Seit fast 10 Jahren läuft es schon, an prominenter Stelle der Hamburger Skyline und nachts schick angeleuchtet: Das Musical „König der Löwen“. Und während im Operettenhaus und der neuen Flora die Stücke wechseln wie das Laub an den Bäumen, ist das Theater im Hamburger Hafen regelmäßig ausverkauft und das Publikum genauso regelmäßig hingerissen. Es ist schwer, die Faszination des Stückes in Worte zu fassen, aber aus eigener Erfahrung kann ich sagen, dass es mich auch beim zweiten und dritten Mal sehen geradezu hinweggespült hat auf einer Welle der Überwältigung – wer hier nicht ergriffen ist, hat kein Herz. Die Kombination aus raffinierten Kostümen, aus Puppen- und Schattenspiel, toller Musik und nicht zuletzt einer guten Geschichte sind heben dieses Musical deutlich von der Konkurrenz ab – und wenn bei afrikanischen Kostümen, Gesang in Zulu und Life-Percussion die Post abgeht, sitzt man nicht mehr in Hamburg, sondern in Afrika. Spart ein Flugreise und relativiert die Ticketpreise.

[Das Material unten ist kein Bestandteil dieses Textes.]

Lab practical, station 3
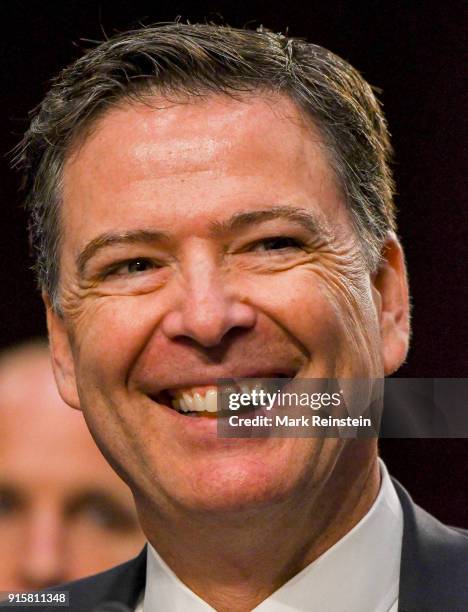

Die Handlung des Musicals sollte hinlänglich bekannt sein, ansonsten hilft die gute, alte Wikipedia gerne auf die Sprünge. Weitaus seltener sind Informationen über das, was im Hintergrund der Show abläuft, um die Geschichte auf die Bühne zu bringen. Wenn die Bühne sich wie von Geisterhand in eine Savannenlandschaft verwandelt, wenn Büffelhereden in einer Stampede den armen Mufasa überrollen, oder Timon auf einem Fluss einen Wasserfall herabstürzt, dann arbeiten viele unsichtbare Hände daran mit, diese Illusion zu erzeugen. Seilzüge werden betätigt, Kulissen werden geschoben, Lifte aus der Unterbühne gehoben, Licht- und Soundeffekte abgefeuert, und all das im Takte einer unsichtbaren Chorefografie, die dem Zuschauer oft nicht einmal in Ansätzen bewusst ist. Und selbst wenn es ihm bewusst ist, wirkt das reibungslose Zusammenspiel aus moderner Computersteuerung, klassischer Muskelkraft, mächtigen Maschinen und viel, viel Nervenstärke wie ein Wunder. Also höchste Zeit, das Ganze mal von technischer Seite etwas näher unter die Lupe zu nehmen…
Das Theater
Aber es ist nicht einfach, nähere Infos oder gar Bilder zur Bühnentechnik zu bekommen – Disney hält sich da traditionell eher bedeckt. Aber im Zeitalter von Internet und Google ist nichts unmöglich, und so habe bin ich doch auf ein noch paar informative Links gestoßen, die ich unten zusammengestellt habe. Zusammen mit drei Besuchen der Show ließ sich so doch das meiste enträtseln.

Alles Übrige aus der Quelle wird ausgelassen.